Non ci sarà l’annuncio di un nuovo aumento dei tassi di interesse al termine dell’ultimo board dell’anno della Banca Centrale Europea (BCE). E’ una delle certezze di queste settimane dopo il dato sull’inflazione di novembre nell’Eurozona, sceso al 2,4%. Già ad ottobre c’era stata la prima pausa dall’inizio della stretta monetaria di quasi un anno e mezzo fa. Ma le borse farebbero bene a non farsi prendere dall’eccessivo entusiasmo. Anzi, gli investitori dovrebbero prestare molta attenzione alle parole che il governatore Christine Lagarde utilizzerà in conferenza stampa per spiegare le decisioni del board.

Boom delle borse con stagnazione economica

Nel primo pomeriggio di oggi, la BCE fornirà le nuove proiezioni macroeconomiche per il triennio prossimo. Per la prima volta saranno diffuse in relazione al 2026. Stando alle stime di settembre, l’istituto si aspetta che l’inflazione nell’Eurozona scenda sotto il target del 2% solo alla fine del 2025 e che resti sopra il 3% fino al quarto trimestre del 2023. Alla luce della disinflazione più veloce del previsto, possibile che segnali una discesa sotto il 2% ben prima. Ciò equivarrebbe a indicare un primo taglio dei tassi BCE non lontano.

Tuttavia, c’è un dato su cui le borse dovrebbero riflettere. Piazza Affari è salita ai massimi da quindici anni e mezzo, mentre Francoforte e Parigi hanno segnato record assoluti. Sembra che le rispettive economie stiano andando a gonfie vele. Sappiamo che così non è. La Germania è in recessione, la Francia quasi e l’Italia cresce pochissimo. Il boom azionario sconta il taglio dei tassi BCE atteso dal mercato già per marzo. Ma i funzionari dell’Eurotower hanno a più riprese fatto presente che prima di allentare la politica monetaria, vogliono essere certi che l’inflazione sia rientrata.

Cresce costo del lavoro

Il dato “core” di novembre è sceso al 3,6%, ancora significativamente maggiore del target del 2%.

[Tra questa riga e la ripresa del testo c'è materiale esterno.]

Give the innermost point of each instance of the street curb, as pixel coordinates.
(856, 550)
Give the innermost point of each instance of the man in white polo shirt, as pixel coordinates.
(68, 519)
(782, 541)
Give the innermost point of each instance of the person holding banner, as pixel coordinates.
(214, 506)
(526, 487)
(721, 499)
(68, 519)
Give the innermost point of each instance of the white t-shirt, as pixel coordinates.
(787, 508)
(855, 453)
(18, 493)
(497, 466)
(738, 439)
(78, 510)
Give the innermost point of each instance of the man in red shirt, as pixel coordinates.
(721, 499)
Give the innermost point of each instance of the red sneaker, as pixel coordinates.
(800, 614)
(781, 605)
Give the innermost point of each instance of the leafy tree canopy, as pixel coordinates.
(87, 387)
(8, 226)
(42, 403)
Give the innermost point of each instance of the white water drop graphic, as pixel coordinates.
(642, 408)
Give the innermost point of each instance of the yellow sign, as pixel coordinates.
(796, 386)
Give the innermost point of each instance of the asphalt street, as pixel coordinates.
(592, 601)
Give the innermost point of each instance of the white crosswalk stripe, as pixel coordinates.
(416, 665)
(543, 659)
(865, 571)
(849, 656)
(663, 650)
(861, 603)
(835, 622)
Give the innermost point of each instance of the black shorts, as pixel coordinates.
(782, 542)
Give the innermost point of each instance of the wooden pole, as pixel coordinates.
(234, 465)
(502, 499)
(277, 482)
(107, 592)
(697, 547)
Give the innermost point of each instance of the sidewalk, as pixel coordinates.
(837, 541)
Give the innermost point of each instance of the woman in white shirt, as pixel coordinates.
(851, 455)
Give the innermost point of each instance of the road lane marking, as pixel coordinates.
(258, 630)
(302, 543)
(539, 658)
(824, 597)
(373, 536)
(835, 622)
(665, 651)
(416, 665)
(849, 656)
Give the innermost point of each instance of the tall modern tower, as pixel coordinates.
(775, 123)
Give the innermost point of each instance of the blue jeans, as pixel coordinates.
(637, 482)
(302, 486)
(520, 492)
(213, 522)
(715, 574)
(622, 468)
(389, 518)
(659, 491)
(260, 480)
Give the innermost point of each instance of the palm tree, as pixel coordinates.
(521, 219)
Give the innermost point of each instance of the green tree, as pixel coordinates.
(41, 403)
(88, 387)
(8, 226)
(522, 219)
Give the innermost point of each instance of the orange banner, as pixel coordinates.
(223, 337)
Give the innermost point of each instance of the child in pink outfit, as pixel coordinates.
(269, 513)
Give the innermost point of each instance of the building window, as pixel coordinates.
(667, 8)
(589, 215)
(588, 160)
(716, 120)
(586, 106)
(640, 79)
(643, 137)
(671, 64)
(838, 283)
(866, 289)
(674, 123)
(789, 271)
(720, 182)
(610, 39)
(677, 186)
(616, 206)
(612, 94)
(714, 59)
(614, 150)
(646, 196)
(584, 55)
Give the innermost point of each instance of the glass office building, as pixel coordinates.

La BCE teme che, così come ha reagito in eccessivo ritardo nel contrastare il boom dell’inflazione, adesso rischia di sovrastimare la disinflazione in corso. E per questo monitora con attenzione la crescita dei salari. Il costo del lavoro nel terzo trimestre è cresciuto nell’area del 6,8% su base annua. Non era stato così alto sin dal 2009. Solo che allora era crollato il numero delle ore lavorate a causa della crisi finanziaria ed economica mondiale. Accade lo stesso in pandemia. Stavolta, le ore lavorate non c’entrano, a salire sono le retribuzioni grazie ai rinnovi contrattuali.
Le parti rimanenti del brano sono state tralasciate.